16. A cláusula segunda do Terceiro Termo de Ajuste ao 80º Termo de Cooperação Técnica para o desenvolvimento de ações vinculadas ao projeto “Ampliação do acesso da população brasileira à Atenção Básica em Saúde”, celebrado com a Organização Pan-Americana da Saúde/Organização Mundial de Saúde (p. 51 da peça 23), prevê que compete ao Ministério da Saúde realizar, com base nos Planos de Ação do Programa, o repasse semestral antecipado à OPAS/OMS dos recursos referentes ao financiamento das bolsas dos Médicos Participantes, definidos pela Coordenação do “Projeto Mais Médicos para o Brasil”, incluídas as ajudas de custo de instalação, o transporte internacional dos médicos participantes (incluído o transporte por recesso) e o seguro de vida com repatriação por morte. Em seguida, essas organizações repassarão tais valores ao governo cubano, que fará os pagamentos aos médicos oriundos daquele país e reterá uma parcela não informada oficialmente.

17. Por outro lado, os valores correspondentes à bolsa e à ajuda de custo dos médicos formados em instituições de educação superior brasileiras ou daqueles com diplomas revalidados no País serão creditados diretamente em sua conta corrente.

18. O tratamento diferenciado entre os médicos formados em instituições de educação superior brasileiras ou aqueles com diploma revalidado no País e os que virão por meio de intercâmbio pode afrontar o diposto no caput do art. 5º da Constituição Federal, verbis:



“Art. 5º Todos são iguais perante a lei, sem distinção de qualquer natureza, garantindo-se aos brasileiros e aos estrangeiros residentes no País a inviolabilidade do direito à vida, à liberdade, à igualdade, à segurança e à propriedade.”

19. Essa diferença de tratamento também pode contrariar o disposto no Código Global de Práticas para Recrutamento Internacional de Profissionais da Saúde da Organização Mundial da Saúde - OMS, segundo o qual o pessoal de saúde imigrante deve ser contratado, promovido e remunerado com base em critérios objetivos, tais como níveis de qualificação, anos de experiência e grau de responsabilidade, tendo por base a igualdade de tratamento com o pessoal de saúde do país onde irão trabalhar.

20. Note-se que, no parágrafo 35 da Exposição de Motivos da Medida Provisória nº 621/2013, foi informado que, na seleção de médicos formados em instituições de educação superior estrangeiras para participarem do “Projeto Mais Médicos para o Brasil”, serão respeitadas as diretrizes estabelecidas no citado Código.

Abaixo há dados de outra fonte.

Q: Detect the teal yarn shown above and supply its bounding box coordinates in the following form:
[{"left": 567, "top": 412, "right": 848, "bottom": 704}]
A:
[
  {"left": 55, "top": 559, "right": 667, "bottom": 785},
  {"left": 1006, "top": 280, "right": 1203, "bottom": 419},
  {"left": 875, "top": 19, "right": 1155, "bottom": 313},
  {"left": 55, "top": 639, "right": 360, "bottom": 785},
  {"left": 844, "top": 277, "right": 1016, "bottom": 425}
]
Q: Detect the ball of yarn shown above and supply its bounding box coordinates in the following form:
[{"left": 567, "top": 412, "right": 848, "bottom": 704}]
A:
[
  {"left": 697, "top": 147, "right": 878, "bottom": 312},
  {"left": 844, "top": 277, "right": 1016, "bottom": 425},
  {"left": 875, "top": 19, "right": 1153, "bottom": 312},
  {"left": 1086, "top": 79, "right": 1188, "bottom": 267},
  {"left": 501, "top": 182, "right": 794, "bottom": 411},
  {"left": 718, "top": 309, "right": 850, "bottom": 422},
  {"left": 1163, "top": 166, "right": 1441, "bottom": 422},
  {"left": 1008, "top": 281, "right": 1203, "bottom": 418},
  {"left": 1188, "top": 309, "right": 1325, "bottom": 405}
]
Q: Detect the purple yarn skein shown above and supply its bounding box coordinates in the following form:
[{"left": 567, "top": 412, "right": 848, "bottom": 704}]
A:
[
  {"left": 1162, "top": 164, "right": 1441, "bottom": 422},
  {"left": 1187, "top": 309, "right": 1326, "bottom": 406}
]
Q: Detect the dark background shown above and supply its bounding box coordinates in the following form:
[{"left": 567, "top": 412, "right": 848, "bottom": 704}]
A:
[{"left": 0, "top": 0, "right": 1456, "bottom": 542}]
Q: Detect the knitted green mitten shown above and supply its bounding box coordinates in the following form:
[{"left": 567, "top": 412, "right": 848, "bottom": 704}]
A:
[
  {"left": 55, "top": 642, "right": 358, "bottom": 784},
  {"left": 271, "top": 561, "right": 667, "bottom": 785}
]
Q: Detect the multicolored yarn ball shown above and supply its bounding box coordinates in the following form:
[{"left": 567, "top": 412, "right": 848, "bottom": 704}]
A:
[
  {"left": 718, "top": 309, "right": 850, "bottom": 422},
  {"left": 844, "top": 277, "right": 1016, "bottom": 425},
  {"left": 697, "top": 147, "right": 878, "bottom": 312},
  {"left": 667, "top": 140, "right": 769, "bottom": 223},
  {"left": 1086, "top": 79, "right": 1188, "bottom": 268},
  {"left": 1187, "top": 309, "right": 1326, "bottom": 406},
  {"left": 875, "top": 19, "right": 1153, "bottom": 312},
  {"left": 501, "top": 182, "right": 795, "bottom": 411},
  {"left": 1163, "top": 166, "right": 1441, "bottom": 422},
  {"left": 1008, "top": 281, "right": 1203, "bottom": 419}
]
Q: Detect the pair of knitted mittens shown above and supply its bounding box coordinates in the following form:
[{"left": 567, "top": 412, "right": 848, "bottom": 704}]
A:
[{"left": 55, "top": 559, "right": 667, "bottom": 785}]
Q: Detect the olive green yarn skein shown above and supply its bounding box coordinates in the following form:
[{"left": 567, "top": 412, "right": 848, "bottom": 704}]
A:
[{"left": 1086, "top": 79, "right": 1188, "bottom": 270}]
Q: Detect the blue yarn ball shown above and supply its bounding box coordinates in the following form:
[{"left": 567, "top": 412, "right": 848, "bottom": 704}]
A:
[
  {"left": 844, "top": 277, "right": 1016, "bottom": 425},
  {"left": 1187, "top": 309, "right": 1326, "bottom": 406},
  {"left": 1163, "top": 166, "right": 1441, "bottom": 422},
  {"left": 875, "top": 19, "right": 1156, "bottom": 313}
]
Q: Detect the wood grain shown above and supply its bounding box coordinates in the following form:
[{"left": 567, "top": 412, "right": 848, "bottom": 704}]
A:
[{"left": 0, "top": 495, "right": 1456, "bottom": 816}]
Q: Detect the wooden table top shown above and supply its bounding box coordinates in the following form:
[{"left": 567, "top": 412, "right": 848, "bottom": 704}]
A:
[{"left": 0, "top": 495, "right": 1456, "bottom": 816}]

Cabe esclarecer que essa norma busca reforçar os sistemas dos países em desenvolvimento, inclusive no que concerne à capacidade e à qualidade da formação dos profissionais, às políticas de apoio à fixação de profissionais de saúde, à reciprocidade dos benefícios, à coleta e ao intercâmbio de informações, ao monitoramento e às pesquisas sobre essa tema.

21. Aduz-se que, na Nota de Cooperação Técnica Internacional, emitida pela Secretaria de Gestão do Trabalho e da Educação na Saúde do Ministério da Saúde, o respeito às mencionadas diretrizes foi reiterado.

22. Estabelecida a necessidade de observar o disposto nesse Código, resta esclarecer quais de seus dispositivos poderiam estar sendo violados. O parágrafo 3.5 desse normativo estabelece que:

“O recrutamento internacional de pessoal de saúde deve ser conduzido de acordo com os princípios da transparência, justiça e promoção da sustentabilidade dos sistemas de saúde de países em desenvolvimento. Estados-Membros, em conformidade com a legislação nacional e instrumentos legais internacionais aplicáveis, devem promover e respeitar práticas trabalhistas justas para todo o pessoal de saúde. Todos os aspectos do trabalho e do tratamento do pessoal de saúde imigrante devem ser tratados sem nenhuma distinção ilegal de qualquer tipo.”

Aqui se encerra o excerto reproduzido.